The combination of low fuel moisture, low relative humidity, and gusty winds can contribute to increased fire spread in red flag warning areas. A red flag warning means that critical fire weather conditions are occurring now or will soon occur due to a combination of high winds, low relative humidity, and dry fuels. Any fire that develops can quickly spiral out of control and become difficult to contain. Due to this threat, people in red flag warning areas are encouraged to follow the fire safety advice of local authorities; this may mean no outdoor campfires, barbecues or even smoking.

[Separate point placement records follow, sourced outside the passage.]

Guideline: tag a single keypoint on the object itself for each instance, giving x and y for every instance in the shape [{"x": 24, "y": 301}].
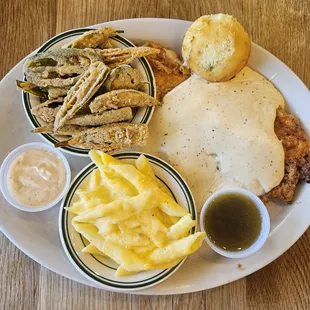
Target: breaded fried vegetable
[
  {"x": 116, "y": 56},
  {"x": 79, "y": 95},
  {"x": 108, "y": 117},
  {"x": 121, "y": 98},
  {"x": 59, "y": 68},
  {"x": 55, "y": 92},
  {"x": 67, "y": 130},
  {"x": 109, "y": 138},
  {"x": 31, "y": 89},
  {"x": 47, "y": 110},
  {"x": 93, "y": 38},
  {"x": 123, "y": 77}
]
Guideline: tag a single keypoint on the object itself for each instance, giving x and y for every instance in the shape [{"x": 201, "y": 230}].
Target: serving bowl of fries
[{"x": 128, "y": 222}]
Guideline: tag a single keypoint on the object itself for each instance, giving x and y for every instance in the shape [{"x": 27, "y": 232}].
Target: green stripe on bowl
[
  {"x": 65, "y": 222},
  {"x": 146, "y": 66}
]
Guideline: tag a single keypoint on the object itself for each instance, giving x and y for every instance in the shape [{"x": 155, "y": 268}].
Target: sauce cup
[
  {"x": 265, "y": 225},
  {"x": 8, "y": 162}
]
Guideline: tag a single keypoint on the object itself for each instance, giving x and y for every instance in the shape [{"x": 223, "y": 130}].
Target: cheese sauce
[
  {"x": 36, "y": 178},
  {"x": 221, "y": 135}
]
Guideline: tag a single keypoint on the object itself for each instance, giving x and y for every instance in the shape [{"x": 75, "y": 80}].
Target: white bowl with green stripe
[
  {"x": 101, "y": 270},
  {"x": 140, "y": 115}
]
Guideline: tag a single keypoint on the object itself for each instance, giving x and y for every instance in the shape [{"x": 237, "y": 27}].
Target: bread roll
[{"x": 216, "y": 47}]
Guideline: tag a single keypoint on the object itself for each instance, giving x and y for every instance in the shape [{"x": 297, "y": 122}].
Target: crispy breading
[
  {"x": 60, "y": 67},
  {"x": 92, "y": 38},
  {"x": 296, "y": 148},
  {"x": 117, "y": 56},
  {"x": 66, "y": 130},
  {"x": 107, "y": 117},
  {"x": 55, "y": 92},
  {"x": 110, "y": 137},
  {"x": 167, "y": 68},
  {"x": 47, "y": 110},
  {"x": 31, "y": 89},
  {"x": 121, "y": 98},
  {"x": 123, "y": 77},
  {"x": 79, "y": 95}
]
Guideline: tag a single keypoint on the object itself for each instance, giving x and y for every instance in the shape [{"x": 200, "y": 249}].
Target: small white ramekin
[
  {"x": 8, "y": 162},
  {"x": 264, "y": 229}
]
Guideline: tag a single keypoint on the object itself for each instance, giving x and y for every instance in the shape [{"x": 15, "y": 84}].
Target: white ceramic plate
[
  {"x": 99, "y": 269},
  {"x": 37, "y": 234},
  {"x": 140, "y": 115}
]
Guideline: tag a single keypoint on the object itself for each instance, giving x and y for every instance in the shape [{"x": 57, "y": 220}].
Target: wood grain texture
[{"x": 280, "y": 26}]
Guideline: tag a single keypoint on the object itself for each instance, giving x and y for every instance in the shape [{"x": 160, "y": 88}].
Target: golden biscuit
[{"x": 216, "y": 47}]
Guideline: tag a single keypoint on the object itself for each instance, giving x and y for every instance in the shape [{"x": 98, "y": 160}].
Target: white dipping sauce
[
  {"x": 221, "y": 135},
  {"x": 36, "y": 177}
]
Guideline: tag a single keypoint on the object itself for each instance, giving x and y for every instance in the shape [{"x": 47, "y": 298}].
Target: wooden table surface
[{"x": 280, "y": 26}]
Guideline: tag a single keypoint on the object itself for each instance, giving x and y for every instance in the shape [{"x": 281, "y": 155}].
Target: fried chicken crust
[
  {"x": 296, "y": 148},
  {"x": 167, "y": 68}
]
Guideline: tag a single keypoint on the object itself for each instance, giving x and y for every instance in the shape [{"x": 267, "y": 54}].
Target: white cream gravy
[{"x": 221, "y": 135}]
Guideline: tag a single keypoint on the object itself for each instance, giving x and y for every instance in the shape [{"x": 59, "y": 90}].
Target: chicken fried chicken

For more information on wildfire danger, burning restrictions, and wildfire prevention and education, the National Weather Service encourages residents to visit their forestry or conservation websites. environment.
According to the National Weather Service, fire weather will become more expansive from west to east during the afternoon as this subsidence spreads across the plains. Confidence in extremely critical conditions remains highest in southeastern Colorado, where favorable overlapping downslope winds and a mid-level jet will support 50-60 mph wind gusts and single-digit relative humidity. Periods of extremely critical fire weather conditions are possible in the Oklahoma and Texas Panhandles and western Oklahoma this afternoon as winds blow between 30 and 40
mph. Gusty winds behind a front crossing the region can also impact ongoing fires.
The National Weather Service also extended the high-risk zone to parts of New York, Massachusetts, Connecticut and Vermont where the potential for several hours of high winds and low relative humidity this afternoon has increased.
Soundings observed last night from northeast to southeast Canada show a very dry air mass at low level. A strong low aloft off the northeast coast will couple with a high in Canada to promote gusty northwesterly winds offshore. Fine fuels are quite dry in this region; with relative humidity falling below 20% in some places, winds of 15-20 mph will cause high fire weather issues in parts of the northeast and north mid-Atlantic.